Baca Juga: Klarifikasi BMKG Soal Heboh Gempa Megathrust yang Disebut 'Tinggal Menunggu Waktu'
Getaran gempa ini dirasakan di berbagai daerah, termasuk Sleman, Yogyakarta, Kulonprogo, dan Bantul dengan skala intensitas III-IV MMI (Modified Mercalli Intensity).
Di daerah yang lebih jauh seperti Karangkates, Malang, Pacitan, dan beberapa kota lainnya, getaran dirasakan dengan skala intensitas II-III MMI. Semakin besar angka skala MMI, semakin kuat getaran yang dirasakan oleh masyarakat.

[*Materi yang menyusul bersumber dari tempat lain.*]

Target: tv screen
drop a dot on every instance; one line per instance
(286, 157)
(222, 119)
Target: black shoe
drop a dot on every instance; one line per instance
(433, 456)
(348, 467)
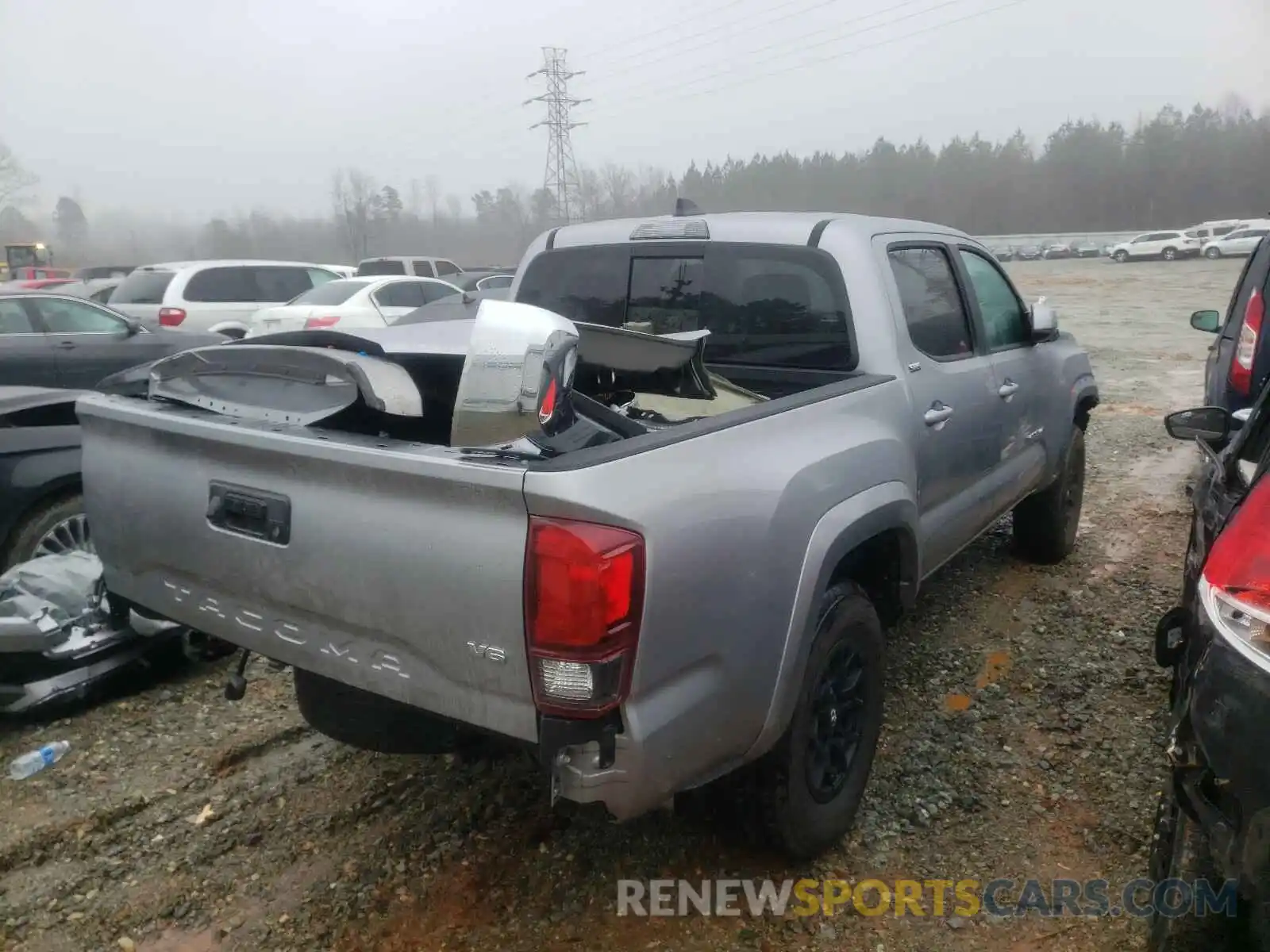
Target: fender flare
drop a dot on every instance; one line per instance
(888, 505)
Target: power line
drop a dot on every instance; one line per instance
(679, 51)
(625, 42)
(668, 93)
(562, 171)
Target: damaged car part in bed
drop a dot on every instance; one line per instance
(658, 558)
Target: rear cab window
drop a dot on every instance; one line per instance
(143, 289)
(781, 306)
(375, 268)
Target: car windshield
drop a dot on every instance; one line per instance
(387, 267)
(333, 292)
(143, 289)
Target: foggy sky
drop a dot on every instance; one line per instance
(188, 109)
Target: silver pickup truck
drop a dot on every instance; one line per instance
(652, 514)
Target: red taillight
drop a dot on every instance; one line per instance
(1246, 348)
(1235, 587)
(583, 602)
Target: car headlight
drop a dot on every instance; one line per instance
(1235, 588)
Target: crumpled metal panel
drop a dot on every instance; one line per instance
(56, 594)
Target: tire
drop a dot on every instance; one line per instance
(1045, 524)
(1179, 850)
(64, 512)
(370, 721)
(803, 809)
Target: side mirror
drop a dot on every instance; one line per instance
(518, 378)
(1043, 319)
(1206, 321)
(1206, 423)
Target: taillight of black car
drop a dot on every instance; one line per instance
(1235, 585)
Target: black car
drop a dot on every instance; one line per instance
(1212, 816)
(491, 279)
(59, 340)
(41, 505)
(1238, 362)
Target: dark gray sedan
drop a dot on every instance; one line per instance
(57, 340)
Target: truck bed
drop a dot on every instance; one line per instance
(393, 556)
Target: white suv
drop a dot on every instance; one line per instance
(214, 296)
(1236, 244)
(1168, 245)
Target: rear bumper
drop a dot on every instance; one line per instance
(1227, 778)
(32, 681)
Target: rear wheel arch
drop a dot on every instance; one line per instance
(1085, 405)
(869, 539)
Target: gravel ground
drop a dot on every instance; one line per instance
(1024, 739)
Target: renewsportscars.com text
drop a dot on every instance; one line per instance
(921, 898)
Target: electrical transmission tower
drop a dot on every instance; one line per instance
(562, 173)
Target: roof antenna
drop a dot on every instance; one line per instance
(685, 207)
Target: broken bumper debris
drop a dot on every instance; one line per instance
(57, 638)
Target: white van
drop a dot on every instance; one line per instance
(214, 296)
(416, 266)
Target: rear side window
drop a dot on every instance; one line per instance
(333, 292)
(248, 285)
(221, 286)
(766, 305)
(937, 323)
(376, 268)
(143, 289)
(279, 283)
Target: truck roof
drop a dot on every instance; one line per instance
(766, 228)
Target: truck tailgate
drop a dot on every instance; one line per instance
(387, 566)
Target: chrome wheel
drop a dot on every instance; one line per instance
(67, 536)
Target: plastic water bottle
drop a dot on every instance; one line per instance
(23, 767)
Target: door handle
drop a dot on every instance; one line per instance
(937, 414)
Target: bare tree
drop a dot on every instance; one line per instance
(619, 188)
(16, 182)
(432, 190)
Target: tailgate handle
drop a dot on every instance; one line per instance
(249, 512)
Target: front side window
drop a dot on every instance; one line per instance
(402, 294)
(14, 319)
(330, 294)
(76, 317)
(1000, 308)
(937, 323)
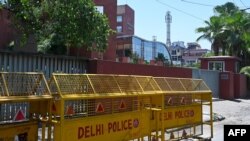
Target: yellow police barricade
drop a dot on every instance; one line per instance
(119, 107)
(24, 106)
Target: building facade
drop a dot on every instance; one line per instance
(125, 20)
(107, 7)
(176, 50)
(131, 48)
(192, 54)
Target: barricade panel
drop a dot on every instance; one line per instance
(97, 107)
(24, 103)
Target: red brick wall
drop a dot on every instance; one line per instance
(6, 33)
(128, 16)
(240, 85)
(109, 67)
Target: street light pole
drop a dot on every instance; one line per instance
(245, 9)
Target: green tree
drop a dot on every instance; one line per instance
(228, 30)
(67, 23)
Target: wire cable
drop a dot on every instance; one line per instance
(243, 3)
(180, 10)
(201, 4)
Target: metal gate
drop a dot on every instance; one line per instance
(24, 106)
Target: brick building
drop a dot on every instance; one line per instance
(125, 20)
(107, 7)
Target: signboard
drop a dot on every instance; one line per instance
(123, 125)
(25, 131)
(182, 115)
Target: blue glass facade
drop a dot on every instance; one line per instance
(146, 50)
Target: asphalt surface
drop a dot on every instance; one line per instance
(235, 112)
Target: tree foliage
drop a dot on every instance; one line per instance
(60, 23)
(228, 30)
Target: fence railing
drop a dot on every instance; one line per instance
(27, 62)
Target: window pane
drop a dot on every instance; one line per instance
(119, 18)
(119, 29)
(100, 9)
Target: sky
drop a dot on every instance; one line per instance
(187, 15)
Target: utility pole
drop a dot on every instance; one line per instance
(168, 20)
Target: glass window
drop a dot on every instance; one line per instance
(100, 9)
(119, 18)
(216, 65)
(173, 52)
(119, 29)
(174, 58)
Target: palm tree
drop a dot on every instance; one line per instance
(213, 32)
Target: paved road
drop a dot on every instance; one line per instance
(235, 112)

Hingga Selasa, (27/8), pukul 07.00 WIB, BMKG mencatat telah terjadi 77 kali aktivitas gempa bumi susulan (aftershock) dengan magnitudo terbesar 4,0 dan terkecil 2,3. Ini menunjukkan bahwa aktivitas seismik di daerah tersebut masih berlangsung.
BMKG juga memberikan informasi mengenai skala MMI yang bisa membantu masyarakat memahami tingkat getaran gempa.
Misalnya, pada skala I MMI, getaran tidak dapat dirasakan kecuali dalam keadaan luar biasa, sedangkan pada skala VI MMI, getaran dirasakan oleh semua orang dan dapat menyebabkan kerusakan ringan pada bangunan. Ini penting untuk diketahui agar masyarakat bisa lebih siap menghadapi situasi darurat.